Au gré des Frères de la Pureté, Allah gouverne le Monde comme Zeus le gouvernait selon l’auteur du Περὶ Κόσμου. Les orbes célestes sont les ministres de Dieu ; par leurs révolutions, ils exécutent, ici-bas, les œuvres que sa Providence a soumises à la loi d’un immuable destin, ils accomplissent ce qui était écrit. De cette action des corps célestes sur les choses de ce monde, la régularité avec laquelle le flux et le reflux suivent le cours quotidien de la Lune nous donne la prouve manifeste : ce témoignage nous apprend à rattacher à leur cause véritable tous les changements dont le monde sublunaire est le théâtre, depuis les vastes déplacements des terres et des mers, que commande la lente révolution du ciel des étoiles fixes, jusqu’aux genèses des minéraux, auxquelles président les diverses planètes.

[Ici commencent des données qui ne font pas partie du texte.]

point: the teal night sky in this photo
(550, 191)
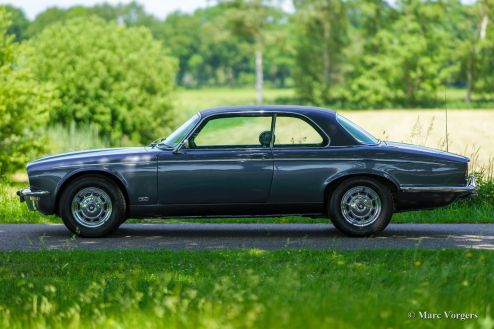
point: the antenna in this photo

« Il est, nous disent les Frères de la Pureté[1], des substances que le feu ne saurait fondre ; tels le cristal, l’hyacinthe, la chrysolithe… La couleur, la pureté, la densité de chacune de ces substances est en rapport avec la lumière de l’astre qui l’éclaire constamment, qui lance ses rayons sur la zone terrestre particulièrement assignée à cette pierre, comme nous le montrerons dans le traité sur les végétaux. En effet, la couleur de l’hyacinthe jaune, de l’or pur, du safran, et les autres couleurs végétales analogues à celle-là sont en relation avec la lumière du Soleil et l’éclat de ses rayons. La blancheur de l’argent, du sel gemme, du cristal, du coton, et les couleurs végétales qui lui ressemblent ont rapport à la lumière de la Lune et à l’éclat de ses rayons. Il en est de même pour toutes les couleurs[2] ; chaque sorte de couleur est en relation avec une étoile fixe on mobile. Tout cela est exposé dans les livres d’Astrologie. Aussi dit-on : Le noir correspond à Saturne, le rouge à Mars, le vert à Jupiter, le bleu à Vénus, le jaune au Soleil, le blanc à la Lune : ce qui est bariolé de plusieurs couleurs appartient à Mercure. »

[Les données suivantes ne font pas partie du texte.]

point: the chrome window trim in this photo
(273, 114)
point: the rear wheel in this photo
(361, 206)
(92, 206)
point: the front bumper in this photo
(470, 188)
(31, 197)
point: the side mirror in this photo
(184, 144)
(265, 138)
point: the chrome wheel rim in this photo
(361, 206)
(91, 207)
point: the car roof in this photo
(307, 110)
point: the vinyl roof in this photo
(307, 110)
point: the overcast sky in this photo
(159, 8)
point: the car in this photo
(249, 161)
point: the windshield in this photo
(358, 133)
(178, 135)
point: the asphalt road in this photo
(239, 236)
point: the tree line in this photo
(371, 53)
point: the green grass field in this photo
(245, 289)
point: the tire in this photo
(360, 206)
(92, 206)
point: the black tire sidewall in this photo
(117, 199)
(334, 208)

La couleur jaune de l’or, cette couleur que le chercheur de pierre philosophale veut rendre séparable, et transportable d’un métal à un autre, c’est un don des astres et, particulièrement, du Soleil ; Étienne d’Alexandrie nous l’avait donné à entendre, et les

  1. F. Dieterici, Op. laud., éd. cit., p. 115.
  2. Toutes les plantes, dit le texte.